Constructing a Hybrid Graph and Vector Retrieval System with ArangoDB BentoML and a Ruby on Rails Orchestrator


Standard vector-based retrieval systems for Retrieval-Augmented Generation (RAG) pipelines often fail to capture the structural context inherent in a corpus of documents. A query for “performance tuning for the asset pipeline” might retrieve semantically similar text chunks from entirely different projects or documentation versions, leading to a large language model generating a plausible but incorrect answer. The core technical pain point is that vector similarity alone is context-blind; it understands “what” but not “where” or “how it’s connected.” Our initial attempts using a pure vector database confirmed this limitation, forcing a re-evaluation of the retrieval architecture.
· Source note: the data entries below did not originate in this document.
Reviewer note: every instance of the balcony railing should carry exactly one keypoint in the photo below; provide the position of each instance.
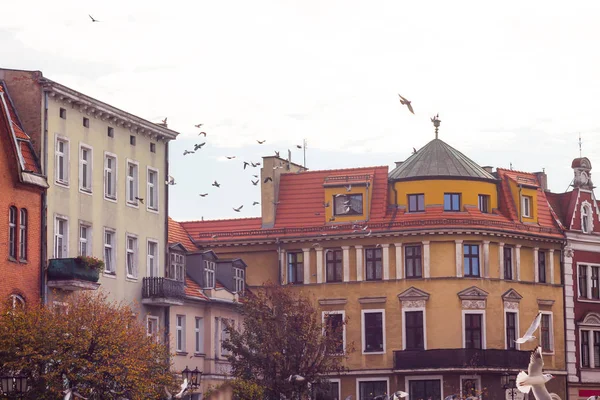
(72, 274)
(162, 291)
(461, 358)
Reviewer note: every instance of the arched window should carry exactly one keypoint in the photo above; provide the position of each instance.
(23, 234)
(12, 232)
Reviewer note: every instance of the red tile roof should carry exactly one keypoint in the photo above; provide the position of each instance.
(178, 235)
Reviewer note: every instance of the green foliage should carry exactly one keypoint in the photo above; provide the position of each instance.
(282, 335)
(99, 348)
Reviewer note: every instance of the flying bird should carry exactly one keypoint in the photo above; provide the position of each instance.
(406, 103)
(534, 379)
(528, 336)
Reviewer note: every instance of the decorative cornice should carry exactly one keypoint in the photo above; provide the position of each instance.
(106, 112)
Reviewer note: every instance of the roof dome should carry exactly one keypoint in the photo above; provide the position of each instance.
(438, 159)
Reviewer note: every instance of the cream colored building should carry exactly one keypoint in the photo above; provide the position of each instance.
(107, 197)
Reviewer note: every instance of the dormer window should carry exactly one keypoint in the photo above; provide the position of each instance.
(209, 274)
(347, 204)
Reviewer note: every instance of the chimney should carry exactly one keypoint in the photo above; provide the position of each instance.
(542, 179)
(273, 167)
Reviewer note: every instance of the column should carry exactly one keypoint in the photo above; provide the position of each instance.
(518, 261)
(359, 266)
(282, 268)
(426, 258)
(501, 259)
(306, 267)
(346, 262)
(536, 271)
(385, 250)
(486, 258)
(551, 264)
(319, 264)
(458, 257)
(398, 247)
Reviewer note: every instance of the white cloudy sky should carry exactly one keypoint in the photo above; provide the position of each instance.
(514, 82)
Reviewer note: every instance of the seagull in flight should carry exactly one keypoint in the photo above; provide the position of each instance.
(534, 379)
(406, 103)
(528, 336)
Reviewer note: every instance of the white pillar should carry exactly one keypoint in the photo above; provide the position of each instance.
(458, 257)
(306, 257)
(282, 268)
(536, 271)
(385, 258)
(551, 264)
(346, 262)
(319, 264)
(486, 258)
(398, 247)
(426, 258)
(518, 261)
(501, 259)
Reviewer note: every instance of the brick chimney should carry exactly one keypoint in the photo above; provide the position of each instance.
(269, 191)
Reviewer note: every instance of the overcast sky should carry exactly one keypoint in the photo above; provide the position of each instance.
(513, 82)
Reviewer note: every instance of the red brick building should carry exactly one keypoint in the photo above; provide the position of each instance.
(579, 214)
(22, 189)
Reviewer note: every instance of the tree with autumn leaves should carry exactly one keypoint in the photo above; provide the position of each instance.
(283, 335)
(98, 348)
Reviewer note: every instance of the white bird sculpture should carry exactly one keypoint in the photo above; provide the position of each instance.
(535, 380)
(528, 336)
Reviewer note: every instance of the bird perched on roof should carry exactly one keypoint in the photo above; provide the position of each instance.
(406, 103)
(528, 336)
(534, 379)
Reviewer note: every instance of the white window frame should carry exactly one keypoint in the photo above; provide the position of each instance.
(156, 190)
(483, 327)
(130, 197)
(477, 378)
(337, 312)
(409, 309)
(409, 378)
(65, 236)
(517, 327)
(113, 250)
(87, 240)
(135, 252)
(155, 258)
(89, 170)
(526, 200)
(155, 320)
(180, 329)
(114, 174)
(199, 335)
(66, 160)
(379, 378)
(362, 331)
(552, 344)
(206, 273)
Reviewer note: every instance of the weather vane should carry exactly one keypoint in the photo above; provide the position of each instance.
(436, 122)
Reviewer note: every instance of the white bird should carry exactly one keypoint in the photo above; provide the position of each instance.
(528, 336)
(535, 380)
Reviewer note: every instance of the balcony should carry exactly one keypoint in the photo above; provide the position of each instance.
(162, 292)
(461, 359)
(71, 274)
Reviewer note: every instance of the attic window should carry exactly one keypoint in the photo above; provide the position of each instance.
(347, 204)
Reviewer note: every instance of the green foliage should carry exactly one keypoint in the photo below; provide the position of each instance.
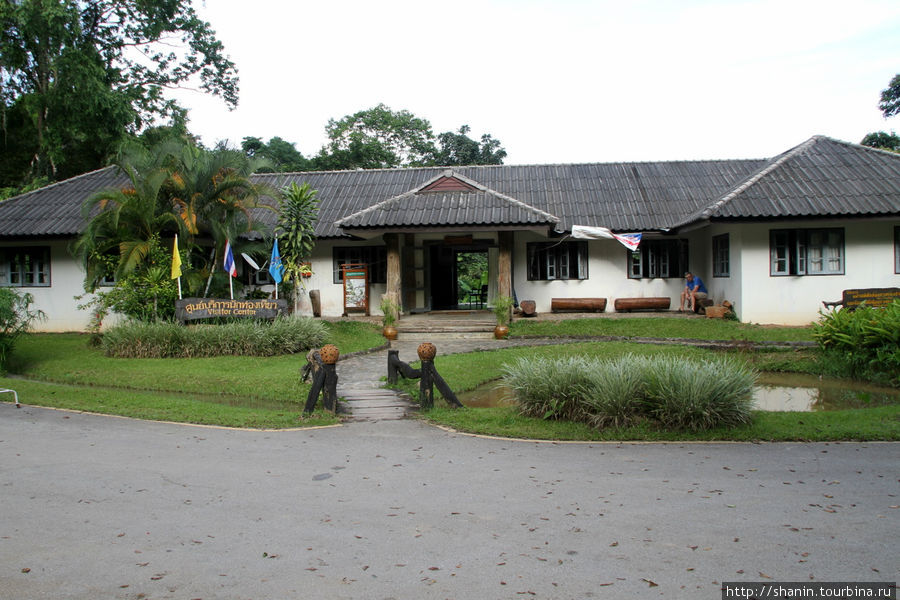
(146, 293)
(866, 340)
(389, 311)
(459, 149)
(673, 392)
(550, 388)
(16, 318)
(890, 98)
(502, 309)
(697, 396)
(296, 232)
(137, 339)
(379, 138)
(283, 155)
(882, 140)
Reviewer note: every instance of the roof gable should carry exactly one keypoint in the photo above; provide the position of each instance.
(820, 177)
(448, 200)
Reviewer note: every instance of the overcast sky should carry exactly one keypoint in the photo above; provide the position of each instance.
(562, 81)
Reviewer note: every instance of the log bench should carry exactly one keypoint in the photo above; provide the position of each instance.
(877, 297)
(578, 304)
(629, 304)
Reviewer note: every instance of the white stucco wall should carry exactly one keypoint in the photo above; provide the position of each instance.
(607, 277)
(796, 300)
(58, 299)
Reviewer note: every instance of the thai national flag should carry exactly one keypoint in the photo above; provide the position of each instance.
(276, 269)
(229, 260)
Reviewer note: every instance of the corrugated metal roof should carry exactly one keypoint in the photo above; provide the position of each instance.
(54, 210)
(475, 206)
(821, 177)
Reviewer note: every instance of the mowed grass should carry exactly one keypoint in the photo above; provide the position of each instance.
(467, 371)
(662, 327)
(63, 371)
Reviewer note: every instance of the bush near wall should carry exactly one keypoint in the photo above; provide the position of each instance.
(288, 335)
(866, 341)
(670, 391)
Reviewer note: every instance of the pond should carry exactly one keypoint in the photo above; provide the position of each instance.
(773, 392)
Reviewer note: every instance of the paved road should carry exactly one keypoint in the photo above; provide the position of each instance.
(99, 507)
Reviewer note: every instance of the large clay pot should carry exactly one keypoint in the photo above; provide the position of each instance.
(426, 351)
(329, 354)
(716, 312)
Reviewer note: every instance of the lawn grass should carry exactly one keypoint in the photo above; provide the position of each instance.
(160, 406)
(865, 424)
(662, 327)
(64, 371)
(465, 372)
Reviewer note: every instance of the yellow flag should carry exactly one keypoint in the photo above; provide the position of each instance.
(176, 260)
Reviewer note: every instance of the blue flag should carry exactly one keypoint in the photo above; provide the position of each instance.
(230, 268)
(276, 269)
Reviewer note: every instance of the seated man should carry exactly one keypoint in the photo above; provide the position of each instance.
(693, 290)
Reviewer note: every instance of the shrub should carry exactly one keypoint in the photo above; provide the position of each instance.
(616, 392)
(288, 335)
(698, 395)
(548, 388)
(16, 318)
(866, 340)
(675, 393)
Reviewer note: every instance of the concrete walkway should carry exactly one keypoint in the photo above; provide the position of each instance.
(102, 507)
(360, 377)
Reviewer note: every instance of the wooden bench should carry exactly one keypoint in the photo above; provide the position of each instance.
(578, 304)
(878, 297)
(629, 304)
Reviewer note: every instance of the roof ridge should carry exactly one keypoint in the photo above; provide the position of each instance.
(58, 183)
(750, 181)
(448, 172)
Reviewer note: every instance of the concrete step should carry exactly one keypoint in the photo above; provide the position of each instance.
(431, 336)
(375, 404)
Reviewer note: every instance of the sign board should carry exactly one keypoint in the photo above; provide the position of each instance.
(356, 287)
(190, 309)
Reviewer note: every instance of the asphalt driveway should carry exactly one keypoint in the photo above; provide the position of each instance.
(101, 507)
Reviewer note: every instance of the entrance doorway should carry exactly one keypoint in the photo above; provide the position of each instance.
(459, 277)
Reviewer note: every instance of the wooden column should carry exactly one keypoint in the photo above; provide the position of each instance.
(504, 272)
(392, 240)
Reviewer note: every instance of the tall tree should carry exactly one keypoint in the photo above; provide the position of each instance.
(377, 138)
(890, 98)
(77, 68)
(296, 231)
(883, 140)
(283, 155)
(459, 149)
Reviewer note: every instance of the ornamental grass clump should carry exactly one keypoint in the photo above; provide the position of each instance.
(865, 341)
(286, 335)
(671, 392)
(698, 395)
(550, 389)
(615, 395)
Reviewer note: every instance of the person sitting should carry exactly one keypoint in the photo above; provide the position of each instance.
(693, 290)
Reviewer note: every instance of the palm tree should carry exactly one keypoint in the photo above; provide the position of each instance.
(296, 227)
(125, 221)
(213, 197)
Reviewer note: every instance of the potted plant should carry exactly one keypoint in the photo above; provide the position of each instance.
(389, 309)
(502, 310)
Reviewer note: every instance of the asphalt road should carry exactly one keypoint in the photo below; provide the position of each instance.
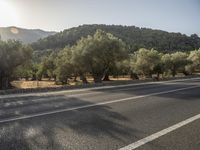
(104, 119)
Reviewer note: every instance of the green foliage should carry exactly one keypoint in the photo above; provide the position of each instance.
(134, 38)
(145, 61)
(64, 67)
(175, 62)
(98, 54)
(194, 59)
(12, 55)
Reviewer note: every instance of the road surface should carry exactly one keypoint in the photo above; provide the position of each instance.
(148, 116)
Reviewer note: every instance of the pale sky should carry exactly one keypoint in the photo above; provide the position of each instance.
(169, 15)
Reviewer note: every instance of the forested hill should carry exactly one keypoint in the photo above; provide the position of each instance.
(134, 37)
(26, 36)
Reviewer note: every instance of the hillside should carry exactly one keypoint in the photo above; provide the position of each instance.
(134, 37)
(26, 36)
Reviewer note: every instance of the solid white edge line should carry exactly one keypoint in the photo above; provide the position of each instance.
(87, 89)
(93, 105)
(159, 134)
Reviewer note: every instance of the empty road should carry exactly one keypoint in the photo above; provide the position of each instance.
(144, 116)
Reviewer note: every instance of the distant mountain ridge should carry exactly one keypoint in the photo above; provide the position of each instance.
(133, 36)
(26, 36)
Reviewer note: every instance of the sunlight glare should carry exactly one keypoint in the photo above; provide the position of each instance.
(8, 15)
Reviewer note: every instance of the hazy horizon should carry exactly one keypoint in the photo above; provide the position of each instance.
(49, 15)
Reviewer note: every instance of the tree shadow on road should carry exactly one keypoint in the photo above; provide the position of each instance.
(76, 129)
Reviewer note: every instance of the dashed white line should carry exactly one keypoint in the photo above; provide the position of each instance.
(159, 134)
(88, 89)
(93, 105)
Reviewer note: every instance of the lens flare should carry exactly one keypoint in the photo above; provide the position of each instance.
(8, 15)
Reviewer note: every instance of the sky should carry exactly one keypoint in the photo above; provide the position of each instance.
(56, 15)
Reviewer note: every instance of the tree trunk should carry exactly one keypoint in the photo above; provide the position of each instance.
(106, 77)
(97, 79)
(83, 78)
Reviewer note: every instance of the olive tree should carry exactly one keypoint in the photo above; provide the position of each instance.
(12, 54)
(175, 62)
(194, 59)
(97, 54)
(144, 61)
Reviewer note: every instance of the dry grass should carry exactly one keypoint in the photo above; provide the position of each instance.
(22, 84)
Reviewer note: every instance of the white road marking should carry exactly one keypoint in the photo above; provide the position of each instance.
(93, 105)
(88, 89)
(159, 134)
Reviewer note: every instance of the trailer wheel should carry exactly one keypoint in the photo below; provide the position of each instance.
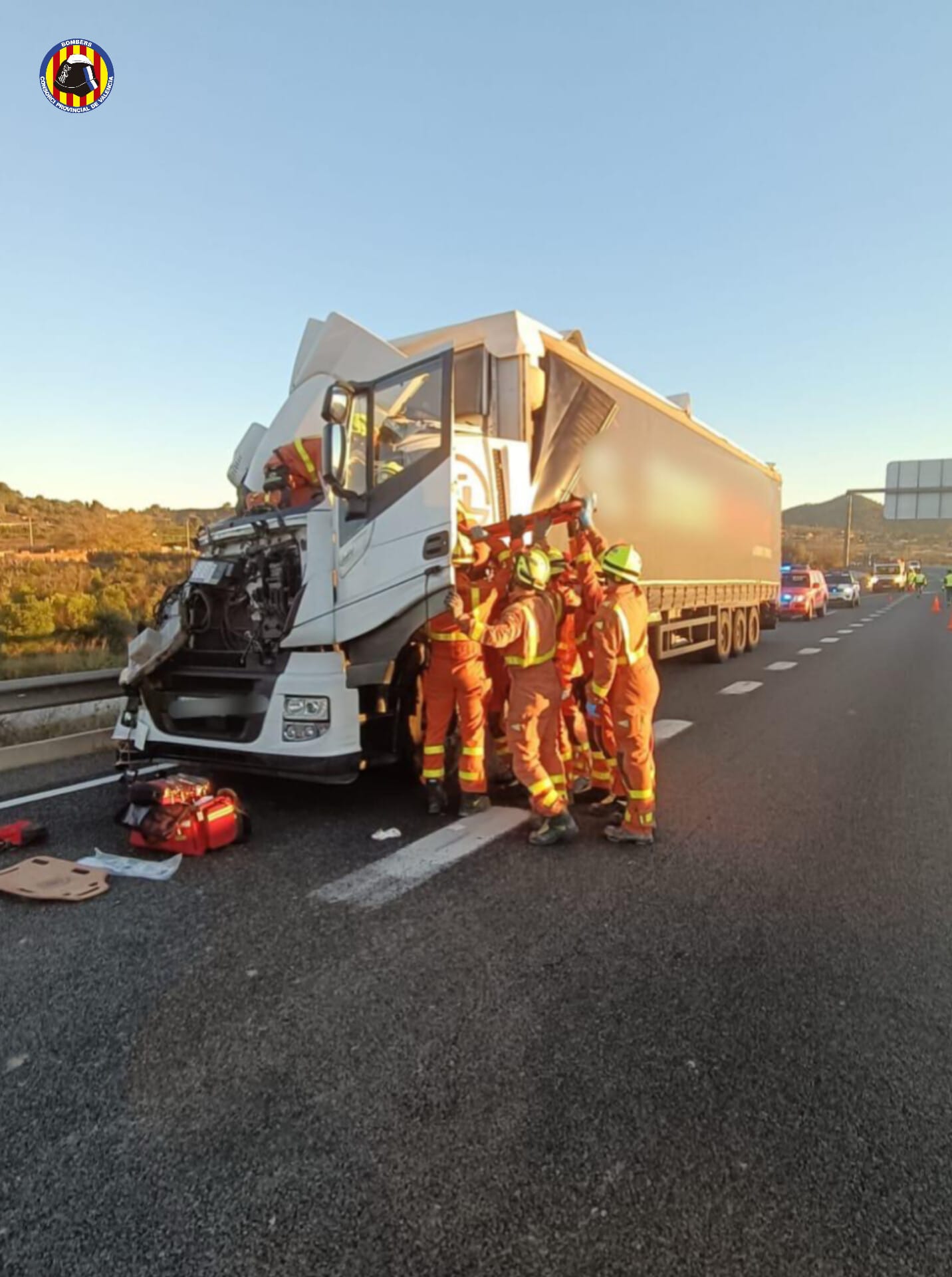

The proposed solution was to fuse semantic search with graph-based relational context. This requires a data store capable of efficiently handling both vector indexes and graph traversals within a single query. ArangoDB was selected for its native multi-model capabilities, allowing us to represent documents and their embeddings alongside a knowledge graph of their interconnections. For ML model serving, BentoML was chosen to decouple the embedding model’s lifecycle from our main Ruby on Rails application, a non-negotiable for production stability. Rails serves as the robust orchestrator, managing the multi-step retrieval process: embedding the user query, executing the hybrid query against ArangoDB, and preparing the context for the LLM.

This document details the build process, focusing on the critical implementation details of each component.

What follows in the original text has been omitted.